A particularly fruitful and interesting topic in this regard is Cullen’s understanding and use of a subtle matter, or aether, in the many areas of medicine and philosophy that interested him. It has been pointed out by Christie and others that in some of Cullen’s chemical writings, his view of the Aether and its role in physiology shares similarities with the work of the Irish physician, Bryan Robinson, especially in his *A **Dissertation on the Aether of Sir Isaac Newton* (1743). And Cullen makes explicit reference to Robinson’s work, a number of times (e.g. in his c.1761 chemical lectures). But, as we go later into the 1760s and look at Cullen’s lectures on the institutions of medicine, a new name crops up where Robinson’s name used to be: Euler. Although Cullen had a copy of Euler’s 1746 *Opuscula Varii Argumenti *(which contained Euler’s influential new theory on light and colour) in his library upon his death, it remains unclear when the significance of Euler’s work dawned on him. I conjecture sometime between 1761-1766, though whether this was on account of Cullen’s first reading of Euler’s theory or through another channel may not be possible to say (though a thorough review of Cullen correspondence might be where to look).
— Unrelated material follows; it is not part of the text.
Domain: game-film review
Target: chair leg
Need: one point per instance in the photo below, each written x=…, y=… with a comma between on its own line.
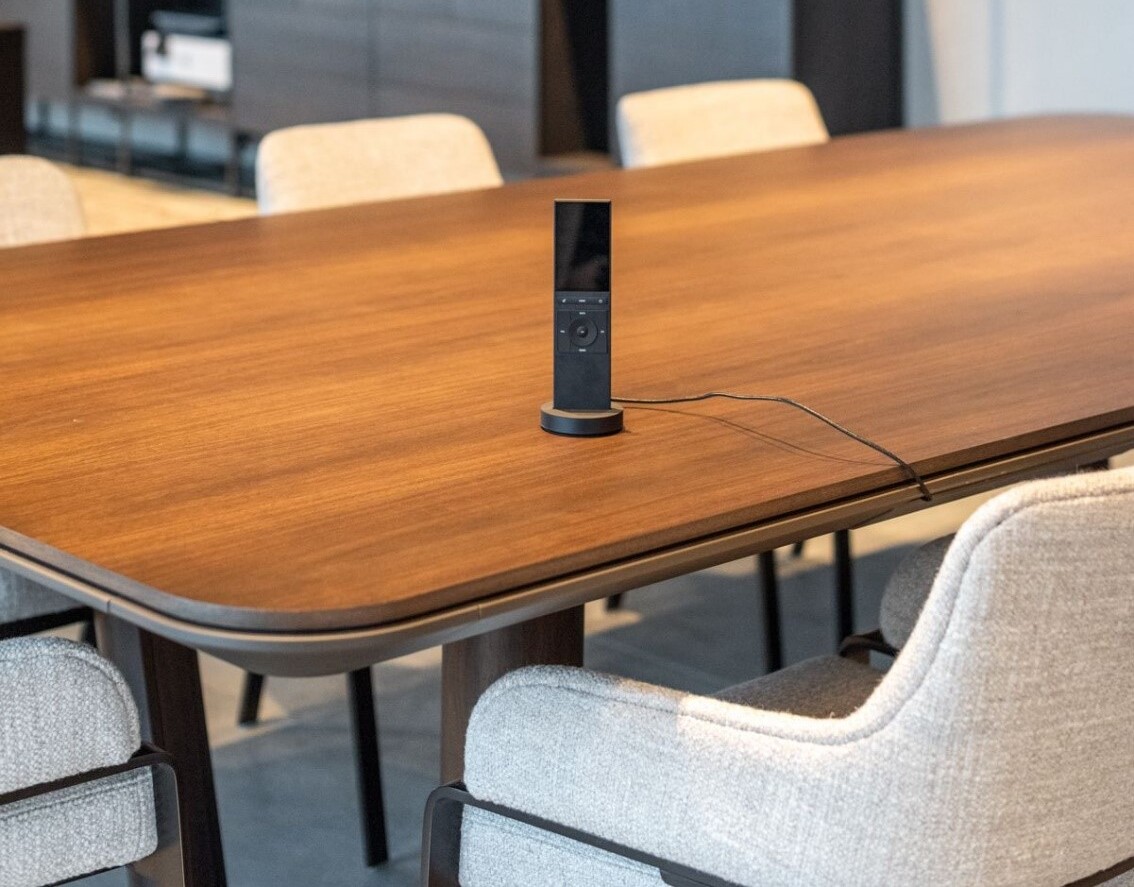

Through the generosity of an older scholar who has done important work on Euler, Newton and Aepinus, I have been able to obtain an unpublished English translation of Euler’s 1746 essay, and I have to say that I have been extremely impressed with its clarity and rhetorical persuasiveness. It is heads above the work of Robinson and Hartley, for instance, and reads – even in translation – as a suitable successor to Newton’s own work on light and colours (with which it takes issue).

In any case, since Cullen – in his defense of his belief in the existence of a nervous elastic fluid that was a modification of the universal Newtonian Aether – claims to agree with Euler’s system of nature (at least as of early 1769), I have thought it worthwhile to spend a little time reading Euler’s theory and some of the secondary literature on it. Euler may be better known for his mathematics, but he was no slouch in optics and other areas of natural philosophy either.

Cullen, I think, would happily agree.